A Brief History of Port Colborne

Early History

Port Colborne was originally a prehistoric settlement around the natural harbour on Lake Erie. Legends of the Neutral Nation (also called the Chonnonton and the Attawandaron) talk of a race of red haired giants living in the area. In 1829 workmen constructing the first Welland canal were amazed to uncover the remains of four huge skeletons, one with a patch of red hair attached to the skull. The size of these bones indicated people of heights of at least 7 feet. These finds would seem to indicate the truth of the legend, however, what happened to those remains is unknown. Interestingly, similar skeletons have been found in Marion County, West Virginia and Lovelock Nevada.

Early aboriginal tribes inhabited the area until the Romans invaded the area in 84 AD. The Romans named the settlement Calamari Portus after the abundant squid found in the lake. The settlement grew rapidly under the Romans and in 145 AD become the capital of the Roman American Continent. A significant achievement by the Romans was the construction of an aqueduct into the Niagara peninsular to supply water to their vineyards. The remains of this aqueduct can still be seen in rural Welland.

Pre European Era

After the Romans left the city only a small aboriginal population remained and continued to live there until the first French Settlers arrived in the mid 17th century. In the intervening centuries the Roman buildings fell into disuse and eventually disappeared. Very little is known of this period of time.

Early European Settlement

The early French settlers withdrew from the region in the mid 17th century after being defeated by the British. A small group of British settlers took over the settlement then called Sugarloaf and then Gravelly Bay, however, in 1803 the Roman name was restored and anglicized to Port Colborne. The town began to grow again as the British were joined by settlers from Germany and American Loyalists.

Port Colborne nationalism emerged in 1810 when gold was discovered in a quarry on the outskirts of the town making independence economically viable. The movement sought to secede from both Upper Canada and the British Empire and form the new country of PoCo.

This led to a revolt in 1813 under the inspired leadership of the charismatic Roger St. John. Seizing control of a local hostelry (the King George III pub), St. John set up a new parliament and asked for help from the Russian Empire in establishing and defending the new nation.

Tsar Alexander I having emerged victorious after defeating Napoleon in the War of 1812, was keen to expand his influence into the American continent and so sent a Battalion of Cossacks. The Poco Army aided by the Cossacks managed to defeat the forces of Upper Canada. However, when the power-crazed King St. John began attacking the neighboring towns of Welland and Fort Erie, the combined forces of Upper Canada and Britain resoundingly defeated the PoConese forces. The town of Port Colborne was stormed and razed to the ground.

Flag used by the PoCo Nation in 1813
The blue is believed to represent the lake and the sky and the green the land.

King St.

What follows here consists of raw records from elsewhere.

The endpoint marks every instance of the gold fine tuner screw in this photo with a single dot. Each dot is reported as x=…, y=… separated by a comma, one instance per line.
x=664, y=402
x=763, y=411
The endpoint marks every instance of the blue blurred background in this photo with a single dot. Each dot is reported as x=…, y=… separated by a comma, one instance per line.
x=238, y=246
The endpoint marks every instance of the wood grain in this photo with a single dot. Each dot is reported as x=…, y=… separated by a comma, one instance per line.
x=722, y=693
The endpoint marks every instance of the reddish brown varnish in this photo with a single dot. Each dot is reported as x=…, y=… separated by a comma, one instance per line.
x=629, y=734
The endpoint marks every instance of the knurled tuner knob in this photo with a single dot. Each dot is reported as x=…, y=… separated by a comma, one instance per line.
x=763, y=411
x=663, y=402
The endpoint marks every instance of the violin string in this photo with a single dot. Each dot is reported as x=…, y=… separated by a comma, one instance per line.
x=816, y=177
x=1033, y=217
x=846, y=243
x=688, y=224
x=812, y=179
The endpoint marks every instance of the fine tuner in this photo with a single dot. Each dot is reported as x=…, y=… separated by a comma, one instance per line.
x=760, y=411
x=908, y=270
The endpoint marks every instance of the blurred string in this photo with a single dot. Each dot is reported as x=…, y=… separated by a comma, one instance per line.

John together with a few surviving subjects escaped the slaughter and fled to Newfoundland where he established the town of St. Johns and proclaimed himself Lord Mayor for Life. In his later years St. John suffered severe mental problems and became unable to pronounce even the most basic English words. Bizarrely, the locals not realizing St. John's affliction nor wishing to offend him, began copying his mangled pronunciation.

The Modern Era

Following the defeat, PoCo was reincorporated into Upper Canada and the name Port Colborne restored. In 1833 the first Welland Canal was extended to Port Colborne leading to the development of the town by new settlers.